Staying the Course as a Tortoise Entrepreneur

Staying the Course as a Tortoise Entrepreneur

By Ami Kassar

Over the past few years, as I have slowly, steadily and cautiously built my loan advisory company, MultiFunding, there have many sleepless nights where I have questioned my approach.

You see, all around me, many of my peers were choosing to build their companies at lightning speed. My approach has been and continues to be contrary. Fellow entrepreneurs were raising hundreds of millions of dollars through multiple rounds of venture capital to build their businesses as quickly as possible and grab as much market share as they possibly could. Meanwhile, I worried about cash flow and providing real value to my clients.

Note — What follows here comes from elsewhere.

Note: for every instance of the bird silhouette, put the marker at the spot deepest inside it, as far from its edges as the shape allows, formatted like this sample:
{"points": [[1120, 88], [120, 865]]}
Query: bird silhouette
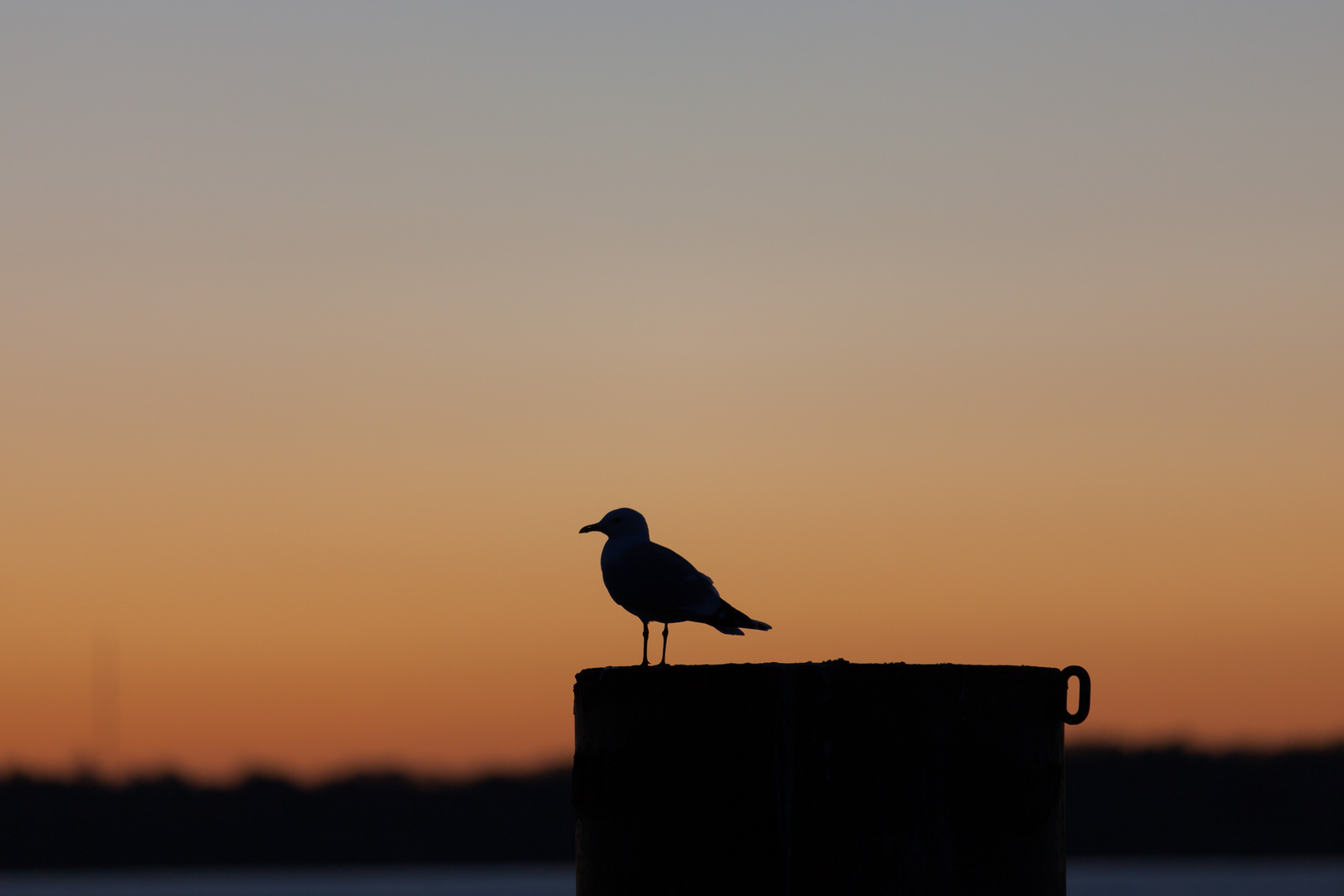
{"points": [[659, 585]]}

When I take this approach, I often feel minimized and insignificant. Sometimes when I walk into fancy offices of others in my industry, I look around at the hundreds of people and fancy coffee bars and baristas in awe. Sometimes these companies have dozens of people doing what we have a half a head doing. When we go to trade shows, these companies have exorbitant fancy exhibits.

And so often I would wander. What am I doing wrong? Am I missing the train? Is my tortoise approach the right way to go.

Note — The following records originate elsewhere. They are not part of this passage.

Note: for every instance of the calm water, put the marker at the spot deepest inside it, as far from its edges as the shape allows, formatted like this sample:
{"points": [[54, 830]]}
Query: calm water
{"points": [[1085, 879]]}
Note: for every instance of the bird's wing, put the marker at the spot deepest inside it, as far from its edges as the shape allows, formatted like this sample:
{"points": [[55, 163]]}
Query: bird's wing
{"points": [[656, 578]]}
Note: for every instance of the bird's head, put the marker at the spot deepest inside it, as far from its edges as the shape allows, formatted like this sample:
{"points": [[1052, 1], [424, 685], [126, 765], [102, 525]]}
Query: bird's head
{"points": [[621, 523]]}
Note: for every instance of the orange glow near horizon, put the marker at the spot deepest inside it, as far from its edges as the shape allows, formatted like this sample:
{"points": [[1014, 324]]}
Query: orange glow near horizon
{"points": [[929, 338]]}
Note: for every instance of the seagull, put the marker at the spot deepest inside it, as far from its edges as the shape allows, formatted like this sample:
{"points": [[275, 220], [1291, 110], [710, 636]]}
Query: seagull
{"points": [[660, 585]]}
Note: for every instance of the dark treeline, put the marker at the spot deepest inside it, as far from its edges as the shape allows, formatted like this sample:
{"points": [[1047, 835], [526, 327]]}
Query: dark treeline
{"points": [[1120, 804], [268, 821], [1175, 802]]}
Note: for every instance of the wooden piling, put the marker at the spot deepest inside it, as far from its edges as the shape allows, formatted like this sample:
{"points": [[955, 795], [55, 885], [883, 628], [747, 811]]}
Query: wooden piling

The “big” makes you feel so “small.” We continue to do well by our standards, but certainly not by their standards.

But yet, somehow I have had the discipline and focused over the years to keep my path. I want to build an exceptional customer experience with real value based on cash flow. I never want to go to bed at night worrying about a regulator shutting me down, or having to completely reinvent my business to accommodate them. I want to build a company where we treat every customer as we would want to be treated. I don’t want one word on our website or brochure to be a false promise.

This is hard to do. Really hard.

Finally, after years of sweat and tears, there are signs that our approach is anchoring down. As I wrote in my column earlier this week, many of the companies that chose the lightening approach are starting to crack and face regulatory and legal issues. Their stock prices keep tumbling to new lows.

Someone asked me the other day if I feel vindicated or happy? That’s not it at all. I know many people at these companies who are caught in the tide, never meant any harm, and I feel awful for them.

But now I lay awake less worrying about perceptions vs. reality. I know that if I continue my course of being a builder versus a flipper and worrying about my customers, we will be here for a very long time.